Miss Beryl’s brows rose. She came out without a word, gesturing for Emma to follow her. She barely greeted her guests as they stood awkwardly at the cold fireplace; she asked abruptly, “Emma said she thinks you might have come because of the bell. Do you have any idea where Ridley Dow is?”

They stared at her, wordless again. Judd cleared his throat.

“No. And yes, we noticed the bell. I think—We’re afraid he might be in a great deal of danger.”

Miss Beryl nodded so sharply she nearly dropped a curl. “Yes. I’m afraid of that as well. Can you open doors, too?”

“Doors?” Gwyneth echoed faintly.

Miss Beryl sighed, dropped so gracefully into a chair she seemed to melt into it. “Sit down. Please. You came here to look for Mr. Dow. What kind of danger would you expect him to be in, here where there’s nothing more threatening than boredom or an overboiled egg?”

Mr. Cauley drew breath, held it before he spoke. “None here,” he said softly. “Not in this side of Aislinn House.” He paused; Miranda Beryl was nodding again. “Then you know,” he continued haltingly. “You know about the other Aislinn House?”

“Ridley told me.

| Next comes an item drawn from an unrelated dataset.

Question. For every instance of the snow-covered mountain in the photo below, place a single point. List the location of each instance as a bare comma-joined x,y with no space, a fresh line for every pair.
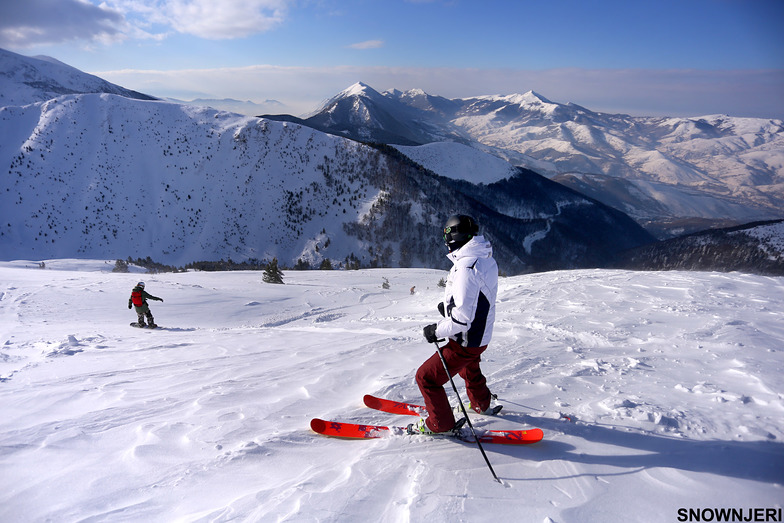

Emma opened doors to it. That’s how Ridley found his way there the first time. This time, he might have found his own way in.”

“Yes,” Judd said, his hands tightening on the arms of his chair. “Something extraordinary must have happened in that Aislinn House to startle the bell into ringing at the wrong time of day.”

“Ridley. You think Ridley happened.”

“Yes.” He added, seemingly at a tangent, “And my cook went missing from the inn this morning as well.”